Motherhood, Language and the every day during the poetry of Astrid Lorange, Amy Brown and L.K Holt
Cordite Poetry Review
2020

For a long time after my daughter was born, I looked for representations of motherhood everywhere. I looked for it in casual interactions with other mothers in the park and on the street, I looked for it with friends, in mothers’ groups and on the screen. I looked for it in my memories of mothers (including my own), and I looked for it in books. In the first six-weeks or so after my daughter was born I tore through Elisa Albert’s After Birth and Rachel Cusk’s A Life’s Work. I remember them like balm, even though I cannot remember much of the content of either book now. I read and re-read Maya Angelou, Marguerite Duras, Julia Kristeva, Maggie Nelson and Adrienne Rich all of whom I had read before but reading them as a mother felt different. I read Elena Ferrante for the first time and was in awe at the way she wrote about mothers.
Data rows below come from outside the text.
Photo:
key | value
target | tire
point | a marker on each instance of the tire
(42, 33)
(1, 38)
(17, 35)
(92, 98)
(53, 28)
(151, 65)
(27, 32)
I read Deborah Levy’s fiction and nonfiction and thought her novel Hot Milk would have been more satisfying had it been a nonfiction account of the central mother-daughter relationship (reading into that novel Levy’s complicated relationship with her mother). I heard the poet Rachel Zucker interviewed about her book MOTHERs on a parenting podcast and when I bought that book, I tore through it too. Again, balm. I read Jacqueline Rose’s Mothers: An Essay on Love and Cruelty and though aspects of the book annoyed me, I was grateful for it. 

This year, I have been reading Astrid Lorange’s Labour and Other Poems, Amy Brown’s Neon Days and L K Holt’s Birth Plan all of which are oriented by the writer’s experience and observations of motherhood. I use the present perfect continuous ‘have been’ deliberately, because in many ways the reading of all three of these collections has been characterised by dipping in-and-out of, circling back, and re-reading.